Furthermore, even if you ensure one thread calls f() before
any other threads, you will need to ensure memory barriers are
used appropriately.


Both pthread_create and its equivalent in Windows take care of
that.

    [...]

However I use singletons rarely and they tend to be used
either for caching or for registries. Can you outline a
reasonable example with order of destruction problems?


A singleton log? I can imagine wanting to log in a destructor.


But your singleton destructors never run!


Right. Which is exactly what I want.

As a general rule my programs only do observable things within
the scope of main(). Threads, files, sockets, windows etc are
only opened and closed within the scope of main(). Therefore
I don't do anything important in singleton destructors. You
evidently don't either because you don't destruct them at all.


In the case of my singleton log, I would do something important
in the destructor if I called it. Something I don't want to do
before the last user written code has run. (And something that
isn't necessary to do, since the system will take care of any
necessary clean-up: close the file, free the memory, etc.)
Conceptually, it might be cleaner to say somehow that running
this destructor must be the very last thing you do, but neither
C++ nor any of the implementations I know have anything to
support this. And in practice, letting the system do it works
just as well.

I use assertions to trap attempts to log messages after the
log file has been explicitly closed from main(), unless the
log file is a debugging aid for the programmer.

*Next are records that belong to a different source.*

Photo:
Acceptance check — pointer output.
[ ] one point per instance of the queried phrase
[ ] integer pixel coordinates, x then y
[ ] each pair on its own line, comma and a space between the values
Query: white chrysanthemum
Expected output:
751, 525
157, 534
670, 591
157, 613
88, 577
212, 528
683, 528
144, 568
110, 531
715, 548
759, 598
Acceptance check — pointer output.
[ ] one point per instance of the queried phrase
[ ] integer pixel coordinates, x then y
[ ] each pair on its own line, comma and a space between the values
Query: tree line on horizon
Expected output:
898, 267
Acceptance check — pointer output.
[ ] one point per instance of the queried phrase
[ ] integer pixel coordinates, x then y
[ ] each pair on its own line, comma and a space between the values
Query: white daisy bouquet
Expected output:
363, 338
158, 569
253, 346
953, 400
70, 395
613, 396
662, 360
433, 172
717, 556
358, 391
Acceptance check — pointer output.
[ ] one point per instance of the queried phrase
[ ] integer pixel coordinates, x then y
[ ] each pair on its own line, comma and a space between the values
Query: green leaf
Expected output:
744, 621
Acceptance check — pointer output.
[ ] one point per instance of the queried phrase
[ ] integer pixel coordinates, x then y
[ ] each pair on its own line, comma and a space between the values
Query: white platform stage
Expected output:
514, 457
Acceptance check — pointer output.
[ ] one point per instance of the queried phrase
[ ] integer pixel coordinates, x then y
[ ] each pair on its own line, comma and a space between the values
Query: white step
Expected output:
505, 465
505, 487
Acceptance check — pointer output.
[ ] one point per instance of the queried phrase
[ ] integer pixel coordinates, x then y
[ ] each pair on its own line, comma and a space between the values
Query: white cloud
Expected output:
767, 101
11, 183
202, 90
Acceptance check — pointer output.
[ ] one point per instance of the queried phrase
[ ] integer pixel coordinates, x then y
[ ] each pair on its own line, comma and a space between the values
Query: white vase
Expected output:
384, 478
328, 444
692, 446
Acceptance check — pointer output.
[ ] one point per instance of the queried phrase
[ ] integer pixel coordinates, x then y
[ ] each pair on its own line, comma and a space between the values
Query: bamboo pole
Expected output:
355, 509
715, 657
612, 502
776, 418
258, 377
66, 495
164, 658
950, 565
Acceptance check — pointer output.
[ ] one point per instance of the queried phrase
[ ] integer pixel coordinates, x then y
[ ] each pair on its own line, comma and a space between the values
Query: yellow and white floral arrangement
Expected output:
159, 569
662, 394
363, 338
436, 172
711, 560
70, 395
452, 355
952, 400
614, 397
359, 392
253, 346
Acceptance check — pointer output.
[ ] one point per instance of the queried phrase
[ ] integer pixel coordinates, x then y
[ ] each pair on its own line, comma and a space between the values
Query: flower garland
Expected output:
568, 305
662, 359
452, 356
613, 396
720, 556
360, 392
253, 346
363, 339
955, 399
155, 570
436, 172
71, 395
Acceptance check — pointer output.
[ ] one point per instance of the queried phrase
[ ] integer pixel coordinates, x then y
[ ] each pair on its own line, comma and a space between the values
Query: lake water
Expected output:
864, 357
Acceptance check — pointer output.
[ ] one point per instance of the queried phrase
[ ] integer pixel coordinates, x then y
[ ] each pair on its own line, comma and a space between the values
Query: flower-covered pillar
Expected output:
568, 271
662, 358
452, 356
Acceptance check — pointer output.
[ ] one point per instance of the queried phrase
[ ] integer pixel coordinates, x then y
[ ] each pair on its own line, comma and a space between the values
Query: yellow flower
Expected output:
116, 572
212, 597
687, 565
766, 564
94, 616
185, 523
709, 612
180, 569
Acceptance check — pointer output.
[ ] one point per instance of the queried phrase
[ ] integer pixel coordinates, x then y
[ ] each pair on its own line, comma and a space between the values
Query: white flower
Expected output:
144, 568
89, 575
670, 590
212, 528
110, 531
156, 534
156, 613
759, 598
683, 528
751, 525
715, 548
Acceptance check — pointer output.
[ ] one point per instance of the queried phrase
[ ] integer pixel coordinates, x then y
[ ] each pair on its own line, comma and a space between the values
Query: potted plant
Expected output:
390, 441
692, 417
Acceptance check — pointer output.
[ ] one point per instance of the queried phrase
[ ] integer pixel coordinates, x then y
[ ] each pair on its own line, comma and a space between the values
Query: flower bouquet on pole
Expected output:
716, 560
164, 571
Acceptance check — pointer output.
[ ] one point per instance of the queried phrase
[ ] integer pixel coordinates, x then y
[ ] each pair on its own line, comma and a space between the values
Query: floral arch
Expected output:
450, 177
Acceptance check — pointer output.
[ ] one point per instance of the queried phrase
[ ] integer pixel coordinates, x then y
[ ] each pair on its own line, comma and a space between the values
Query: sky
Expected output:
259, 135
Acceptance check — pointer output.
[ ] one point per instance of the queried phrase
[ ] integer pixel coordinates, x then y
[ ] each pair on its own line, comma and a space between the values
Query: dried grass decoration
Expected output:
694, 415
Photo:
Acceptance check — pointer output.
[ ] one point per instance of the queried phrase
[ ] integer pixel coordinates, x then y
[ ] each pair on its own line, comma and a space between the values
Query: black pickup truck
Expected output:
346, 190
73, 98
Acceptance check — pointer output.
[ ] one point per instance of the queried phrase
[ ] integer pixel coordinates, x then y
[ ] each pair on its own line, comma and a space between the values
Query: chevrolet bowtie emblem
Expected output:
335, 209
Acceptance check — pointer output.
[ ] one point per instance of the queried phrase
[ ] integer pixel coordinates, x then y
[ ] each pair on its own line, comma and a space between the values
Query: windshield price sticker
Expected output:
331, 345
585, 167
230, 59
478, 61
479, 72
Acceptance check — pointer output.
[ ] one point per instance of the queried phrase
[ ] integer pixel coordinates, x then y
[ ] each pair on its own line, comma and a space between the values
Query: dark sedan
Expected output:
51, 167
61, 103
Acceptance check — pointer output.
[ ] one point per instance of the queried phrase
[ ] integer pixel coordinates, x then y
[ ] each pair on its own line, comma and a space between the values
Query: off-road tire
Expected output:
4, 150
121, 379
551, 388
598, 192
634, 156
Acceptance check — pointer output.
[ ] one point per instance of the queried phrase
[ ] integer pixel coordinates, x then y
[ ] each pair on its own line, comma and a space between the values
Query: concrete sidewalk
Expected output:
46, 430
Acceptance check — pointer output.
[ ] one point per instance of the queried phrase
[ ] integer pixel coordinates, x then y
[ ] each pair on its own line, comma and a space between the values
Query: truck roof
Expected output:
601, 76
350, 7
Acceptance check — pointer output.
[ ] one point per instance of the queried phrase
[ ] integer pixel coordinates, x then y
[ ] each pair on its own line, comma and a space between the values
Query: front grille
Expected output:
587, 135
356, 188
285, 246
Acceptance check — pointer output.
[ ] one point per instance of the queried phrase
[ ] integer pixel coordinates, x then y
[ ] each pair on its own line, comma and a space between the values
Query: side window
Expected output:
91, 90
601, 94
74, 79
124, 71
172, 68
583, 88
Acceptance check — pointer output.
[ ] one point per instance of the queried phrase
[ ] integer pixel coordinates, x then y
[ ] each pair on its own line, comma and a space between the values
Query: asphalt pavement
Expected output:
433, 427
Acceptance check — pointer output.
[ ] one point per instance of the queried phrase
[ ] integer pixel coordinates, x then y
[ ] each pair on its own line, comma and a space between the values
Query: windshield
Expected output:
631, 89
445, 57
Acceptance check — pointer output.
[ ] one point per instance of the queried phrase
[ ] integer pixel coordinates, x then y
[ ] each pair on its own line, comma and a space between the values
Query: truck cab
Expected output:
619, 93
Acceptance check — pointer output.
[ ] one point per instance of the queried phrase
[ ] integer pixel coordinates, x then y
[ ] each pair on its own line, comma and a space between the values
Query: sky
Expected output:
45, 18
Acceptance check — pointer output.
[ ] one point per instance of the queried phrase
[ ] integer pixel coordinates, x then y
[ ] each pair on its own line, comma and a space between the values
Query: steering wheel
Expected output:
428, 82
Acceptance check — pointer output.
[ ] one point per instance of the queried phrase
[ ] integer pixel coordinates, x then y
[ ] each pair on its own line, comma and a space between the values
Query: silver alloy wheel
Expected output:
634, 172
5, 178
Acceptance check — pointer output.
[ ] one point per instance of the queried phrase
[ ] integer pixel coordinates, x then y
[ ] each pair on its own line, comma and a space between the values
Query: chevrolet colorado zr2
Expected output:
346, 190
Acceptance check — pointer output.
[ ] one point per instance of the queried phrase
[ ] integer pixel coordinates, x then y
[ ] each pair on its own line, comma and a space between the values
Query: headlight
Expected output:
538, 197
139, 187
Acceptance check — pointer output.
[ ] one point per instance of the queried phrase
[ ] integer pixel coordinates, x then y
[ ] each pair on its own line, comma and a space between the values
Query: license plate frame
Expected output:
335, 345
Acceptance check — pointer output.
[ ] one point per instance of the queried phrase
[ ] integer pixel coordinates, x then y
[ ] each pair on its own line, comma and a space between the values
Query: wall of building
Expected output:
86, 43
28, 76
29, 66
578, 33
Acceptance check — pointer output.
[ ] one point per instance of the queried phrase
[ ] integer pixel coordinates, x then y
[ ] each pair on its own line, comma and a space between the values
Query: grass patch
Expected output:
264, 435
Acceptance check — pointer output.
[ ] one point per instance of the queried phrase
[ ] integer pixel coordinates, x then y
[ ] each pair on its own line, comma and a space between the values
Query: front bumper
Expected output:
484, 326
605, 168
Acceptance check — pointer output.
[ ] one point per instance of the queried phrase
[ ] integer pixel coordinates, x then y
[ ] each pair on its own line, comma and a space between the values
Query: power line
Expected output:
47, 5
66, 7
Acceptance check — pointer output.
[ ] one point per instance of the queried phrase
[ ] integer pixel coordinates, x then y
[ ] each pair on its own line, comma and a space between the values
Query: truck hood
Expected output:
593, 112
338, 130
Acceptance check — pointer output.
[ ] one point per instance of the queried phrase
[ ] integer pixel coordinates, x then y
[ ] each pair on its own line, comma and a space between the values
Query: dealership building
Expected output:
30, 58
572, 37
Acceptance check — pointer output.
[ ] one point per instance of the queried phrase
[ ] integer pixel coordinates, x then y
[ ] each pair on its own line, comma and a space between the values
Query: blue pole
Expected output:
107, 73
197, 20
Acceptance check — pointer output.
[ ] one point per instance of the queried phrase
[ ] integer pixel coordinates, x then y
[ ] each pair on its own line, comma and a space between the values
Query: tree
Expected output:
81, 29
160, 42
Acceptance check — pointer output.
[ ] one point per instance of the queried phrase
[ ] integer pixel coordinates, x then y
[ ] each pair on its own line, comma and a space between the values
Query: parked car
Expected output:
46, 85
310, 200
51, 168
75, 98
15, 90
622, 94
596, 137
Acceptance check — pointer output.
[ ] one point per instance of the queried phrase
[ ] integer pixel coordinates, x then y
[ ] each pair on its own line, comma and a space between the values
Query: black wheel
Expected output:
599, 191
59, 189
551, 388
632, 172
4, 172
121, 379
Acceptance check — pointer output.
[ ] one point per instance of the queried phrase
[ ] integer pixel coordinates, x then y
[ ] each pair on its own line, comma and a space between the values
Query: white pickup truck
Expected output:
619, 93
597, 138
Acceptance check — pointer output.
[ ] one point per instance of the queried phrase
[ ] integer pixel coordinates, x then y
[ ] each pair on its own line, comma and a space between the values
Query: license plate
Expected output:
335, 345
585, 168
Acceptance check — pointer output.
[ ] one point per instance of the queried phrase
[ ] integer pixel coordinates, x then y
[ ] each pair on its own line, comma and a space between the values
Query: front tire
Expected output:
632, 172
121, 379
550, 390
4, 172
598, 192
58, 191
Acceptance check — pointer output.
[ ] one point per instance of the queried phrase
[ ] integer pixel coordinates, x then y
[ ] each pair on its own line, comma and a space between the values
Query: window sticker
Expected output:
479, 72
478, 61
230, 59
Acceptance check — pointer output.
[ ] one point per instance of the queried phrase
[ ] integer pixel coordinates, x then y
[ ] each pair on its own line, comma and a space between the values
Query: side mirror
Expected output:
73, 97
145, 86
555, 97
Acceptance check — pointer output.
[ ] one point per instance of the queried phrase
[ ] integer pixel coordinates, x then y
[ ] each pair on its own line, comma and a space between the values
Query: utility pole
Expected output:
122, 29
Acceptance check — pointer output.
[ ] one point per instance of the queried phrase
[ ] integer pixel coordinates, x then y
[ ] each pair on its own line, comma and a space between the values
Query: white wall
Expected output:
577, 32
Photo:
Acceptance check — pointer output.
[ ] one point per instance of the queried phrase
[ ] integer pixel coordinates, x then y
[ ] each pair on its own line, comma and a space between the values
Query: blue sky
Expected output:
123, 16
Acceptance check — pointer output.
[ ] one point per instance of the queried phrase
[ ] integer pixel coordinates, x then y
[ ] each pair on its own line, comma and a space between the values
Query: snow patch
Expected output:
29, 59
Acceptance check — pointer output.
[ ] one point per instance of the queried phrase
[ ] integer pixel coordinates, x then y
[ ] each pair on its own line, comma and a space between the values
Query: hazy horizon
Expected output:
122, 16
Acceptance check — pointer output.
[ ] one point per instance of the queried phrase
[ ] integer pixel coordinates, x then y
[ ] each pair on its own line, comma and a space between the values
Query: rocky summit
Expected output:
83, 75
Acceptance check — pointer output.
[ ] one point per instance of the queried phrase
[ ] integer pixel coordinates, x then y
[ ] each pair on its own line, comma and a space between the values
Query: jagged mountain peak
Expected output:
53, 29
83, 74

Which is almost always the case.

In the latter case it logically needs to outlive the scope of
main(). Only in that case would I consider allowing the
singleton to leak and assume the system closes the log file
for me.

I find it convenient to know that my programs (should) never
have any memory leaks. VC++ can dump all the leaks in the
output pane. It's nice for this to be empty unless there is a
programming error.


Well, the memory checker I use (Purify) will not display a
positive memory leak if there is a pointer to the object in
static memory. It will indicate a "potential memory leak", but
even that can be masked out (on a one by one basis, or
globally).

The crufty, hand-built checker I use at home also allows masking
out allocations in the creation of such never-to-be destructed
objects, although in this case, you do have to modify the code,
to tell the checker that it shouldn't check allocations in this
particular span of code; it does so by constructing a special
object on the stack, and it would be fairly simple to provide a
dummy object for the cases where the memory checker wasn't
linked in.

If you're memory checker doesn't have support for this sort of
thing, I'd suggest you get something better.